The droplets of justice dripping from the edges of the umbrella while people cry out injustice but never really do anything to fix it.

For that matter, it's unfair that any child should suffer neglect or abuse. And unfair that malice exists at all.

Of course the worst evils aren't about malice, are they?

Her family hadn't held any true malice for her. Maybe her brother, on his worse days, but even he was merely a person who acted how he thought best. It was only that what came so naturally to him as an individual was to cause her pain.

Malice was not the source of cruelty. Only one of many outlets it could utilize.

The monster currently feasting upon her guts didn't feel any malice towards her either. It was a simple being.

Indifference and ignorance were chief in the recipes for unfairness.

The monster didn't know how hard she worked to be here or how miserable her upbringing had been. It was ignorant of her struggles and of how tragic it was for her life to be cut short.

And beyond that, it was indifferent to those struggles.
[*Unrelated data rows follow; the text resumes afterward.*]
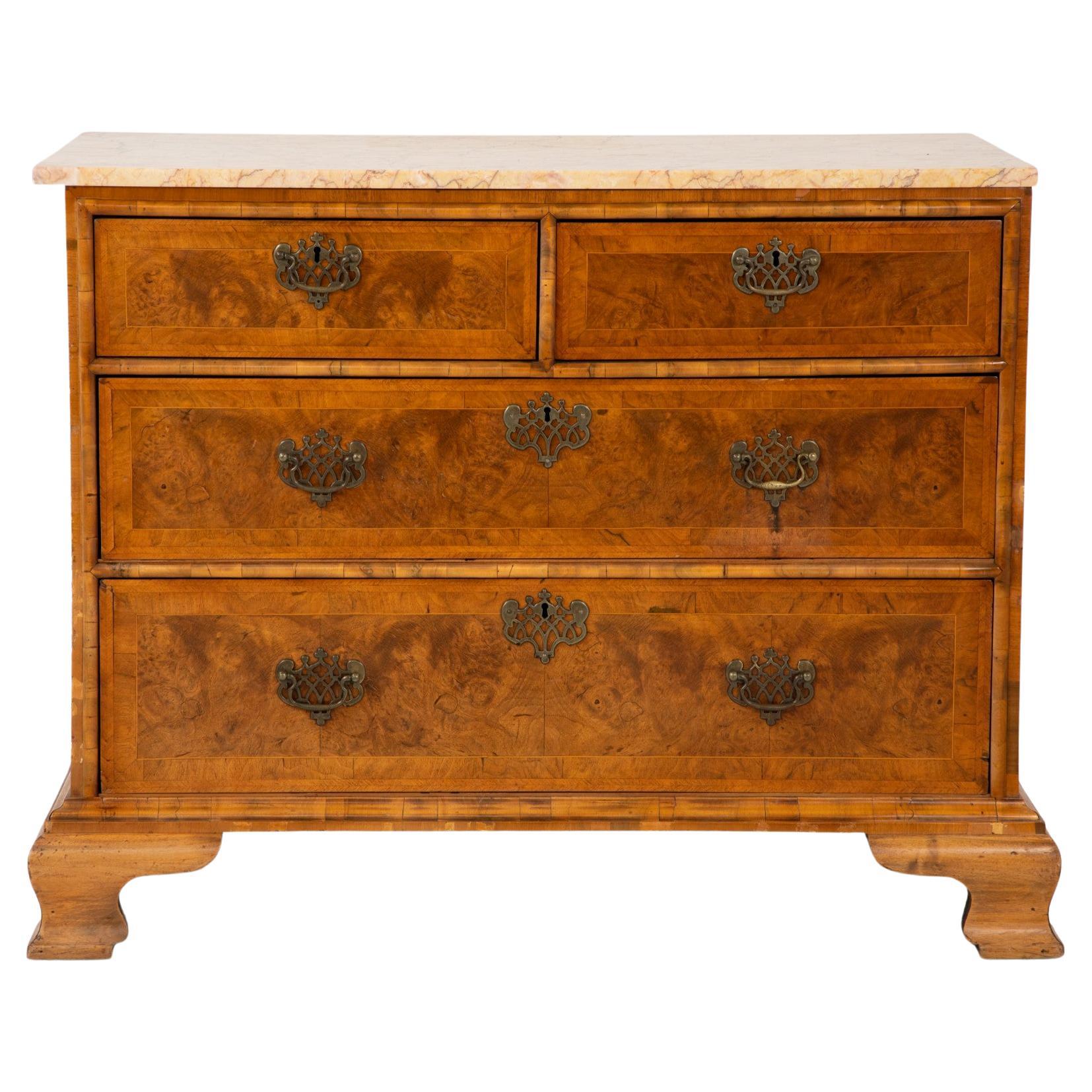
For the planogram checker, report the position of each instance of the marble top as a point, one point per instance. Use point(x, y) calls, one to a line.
point(535, 163)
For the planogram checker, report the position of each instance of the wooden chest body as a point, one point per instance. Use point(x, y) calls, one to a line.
point(891, 568)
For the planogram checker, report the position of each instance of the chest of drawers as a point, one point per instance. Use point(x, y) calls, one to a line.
point(545, 483)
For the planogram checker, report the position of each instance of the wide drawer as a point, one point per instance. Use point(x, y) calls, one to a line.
point(213, 469)
point(624, 686)
point(410, 289)
point(640, 290)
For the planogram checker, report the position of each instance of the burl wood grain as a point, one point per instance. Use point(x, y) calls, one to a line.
point(189, 700)
point(189, 471)
point(180, 287)
point(78, 878)
point(1010, 880)
point(642, 290)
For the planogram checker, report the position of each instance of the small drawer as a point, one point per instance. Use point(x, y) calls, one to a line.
point(314, 289)
point(813, 289)
point(302, 470)
point(794, 686)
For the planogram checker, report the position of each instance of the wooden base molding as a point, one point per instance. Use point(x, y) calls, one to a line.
point(79, 877)
point(1009, 881)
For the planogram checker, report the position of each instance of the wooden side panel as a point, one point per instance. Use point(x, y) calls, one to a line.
point(649, 290)
point(189, 470)
point(207, 287)
point(640, 704)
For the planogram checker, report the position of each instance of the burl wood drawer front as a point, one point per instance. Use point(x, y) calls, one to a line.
point(905, 467)
point(629, 290)
point(447, 697)
point(209, 287)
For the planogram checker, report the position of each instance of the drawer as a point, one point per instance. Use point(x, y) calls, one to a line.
point(192, 469)
point(462, 685)
point(652, 290)
point(412, 290)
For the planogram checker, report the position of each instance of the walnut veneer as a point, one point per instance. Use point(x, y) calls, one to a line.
point(689, 508)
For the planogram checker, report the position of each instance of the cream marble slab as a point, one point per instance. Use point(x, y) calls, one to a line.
point(546, 163)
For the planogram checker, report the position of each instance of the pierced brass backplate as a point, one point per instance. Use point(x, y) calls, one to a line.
point(546, 428)
point(319, 685)
point(317, 268)
point(544, 623)
point(776, 274)
point(322, 467)
point(771, 686)
point(774, 467)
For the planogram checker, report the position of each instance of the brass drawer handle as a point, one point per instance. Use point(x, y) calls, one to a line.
point(544, 623)
point(774, 467)
point(322, 467)
point(776, 274)
point(322, 685)
point(546, 428)
point(317, 268)
point(770, 685)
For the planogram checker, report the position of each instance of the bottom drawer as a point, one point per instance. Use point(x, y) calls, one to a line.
point(487, 686)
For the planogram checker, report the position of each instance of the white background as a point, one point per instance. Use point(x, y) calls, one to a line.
point(549, 960)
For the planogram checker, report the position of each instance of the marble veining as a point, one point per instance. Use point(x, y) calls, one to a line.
point(903, 160)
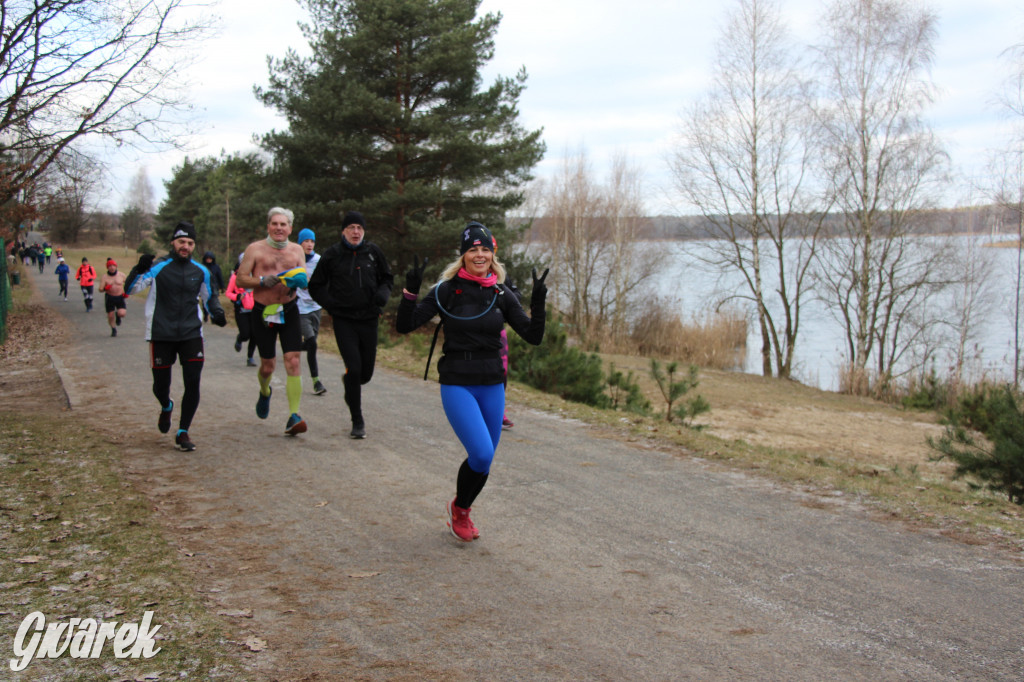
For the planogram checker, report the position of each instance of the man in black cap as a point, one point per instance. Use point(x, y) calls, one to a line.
point(174, 324)
point(352, 282)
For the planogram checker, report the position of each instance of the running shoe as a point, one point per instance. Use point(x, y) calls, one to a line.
point(183, 442)
point(263, 405)
point(164, 423)
point(460, 524)
point(295, 425)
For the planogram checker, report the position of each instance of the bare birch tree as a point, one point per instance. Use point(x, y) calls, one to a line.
point(592, 235)
point(76, 69)
point(67, 196)
point(742, 162)
point(882, 163)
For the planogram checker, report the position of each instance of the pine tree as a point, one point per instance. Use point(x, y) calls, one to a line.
point(388, 117)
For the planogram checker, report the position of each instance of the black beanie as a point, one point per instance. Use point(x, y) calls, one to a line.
point(183, 228)
point(474, 235)
point(353, 217)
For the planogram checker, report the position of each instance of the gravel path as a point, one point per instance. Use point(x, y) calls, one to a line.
point(599, 559)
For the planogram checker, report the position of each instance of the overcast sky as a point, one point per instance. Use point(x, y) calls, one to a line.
point(604, 77)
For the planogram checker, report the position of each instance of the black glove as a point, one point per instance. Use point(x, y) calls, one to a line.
point(512, 288)
point(540, 289)
point(144, 263)
point(414, 276)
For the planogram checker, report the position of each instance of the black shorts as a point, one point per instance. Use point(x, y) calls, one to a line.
point(266, 334)
point(112, 303)
point(162, 353)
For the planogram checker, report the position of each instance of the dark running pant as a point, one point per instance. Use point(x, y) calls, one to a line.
point(310, 329)
point(87, 295)
point(357, 345)
point(162, 355)
point(266, 335)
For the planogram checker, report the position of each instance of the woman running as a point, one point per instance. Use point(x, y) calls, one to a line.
point(474, 305)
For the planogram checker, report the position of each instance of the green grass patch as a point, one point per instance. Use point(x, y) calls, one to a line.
point(79, 542)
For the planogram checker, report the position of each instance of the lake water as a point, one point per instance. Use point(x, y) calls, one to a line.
point(820, 346)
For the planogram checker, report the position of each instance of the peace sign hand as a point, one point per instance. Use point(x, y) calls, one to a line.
point(540, 289)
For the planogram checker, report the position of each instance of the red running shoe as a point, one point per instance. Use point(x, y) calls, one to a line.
point(460, 524)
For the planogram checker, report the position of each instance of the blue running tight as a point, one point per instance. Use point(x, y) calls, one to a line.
point(475, 415)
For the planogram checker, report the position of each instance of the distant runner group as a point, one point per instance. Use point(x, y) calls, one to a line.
point(280, 289)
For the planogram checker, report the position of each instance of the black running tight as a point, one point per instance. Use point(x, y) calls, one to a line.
point(310, 347)
point(190, 373)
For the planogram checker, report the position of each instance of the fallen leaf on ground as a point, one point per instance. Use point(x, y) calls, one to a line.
point(238, 613)
point(255, 644)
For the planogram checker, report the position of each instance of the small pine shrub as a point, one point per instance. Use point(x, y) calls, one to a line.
point(996, 460)
point(673, 390)
point(625, 392)
point(554, 367)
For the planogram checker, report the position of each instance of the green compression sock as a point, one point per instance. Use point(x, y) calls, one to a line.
point(293, 385)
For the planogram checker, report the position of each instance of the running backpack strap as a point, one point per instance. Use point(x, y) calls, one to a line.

She didn't easily forgive indifference and ignorance though. Others might, others could choose to use those words as excuses to explain away blame.

She didn't.

She couldn't.

Cha Siyeon wasn't a kind enough person to forgive those who wronged her. And while she knew that there were larger injustices in the world, surely plenty of deaths far more unfair than her own, she could only live her own experience.

And to her, she felt as though she'd only reached a hand outside of the umbrella of unfairness and touched the cool rain of beyond before she was thrown back inside.

Cha Siyeon died angry and bitter.

Battlefields held a unique unreality. The stench of blood, sweat, death, soldiers, and atrocities that ought never to have been committed in a sane world all dragged the senses of an individual down to the terrible reality that all of this was really happening.

But the heightened senses of fear, accepting death, fighting death, regrets, pain, helplessness, and power all clouded the senses with a dreadful sort of focus.

No one lasted very long as a soldier without being able to seperate the reality of the horrors around them from the unreality of doing the job in front of you.

Killing the person in front of you.

It's mindless and strips a person of their individuality, becoming only one aspect of a horde seeking out blood and victory.

No matter how noble the goals of war, there is nothing there for those who grieve the loss of every fallen soldier. There is no room for a heart to care about what are the most important things to any one individual.

The ground is the only companion of the soldier.

Underneath their feet and so long as it's there, their life might be extended by just another moment. The moment the ground begins to shake or their feet are torn from the ground, all the unreality in the world couldn't protect them from the harsh reality of death.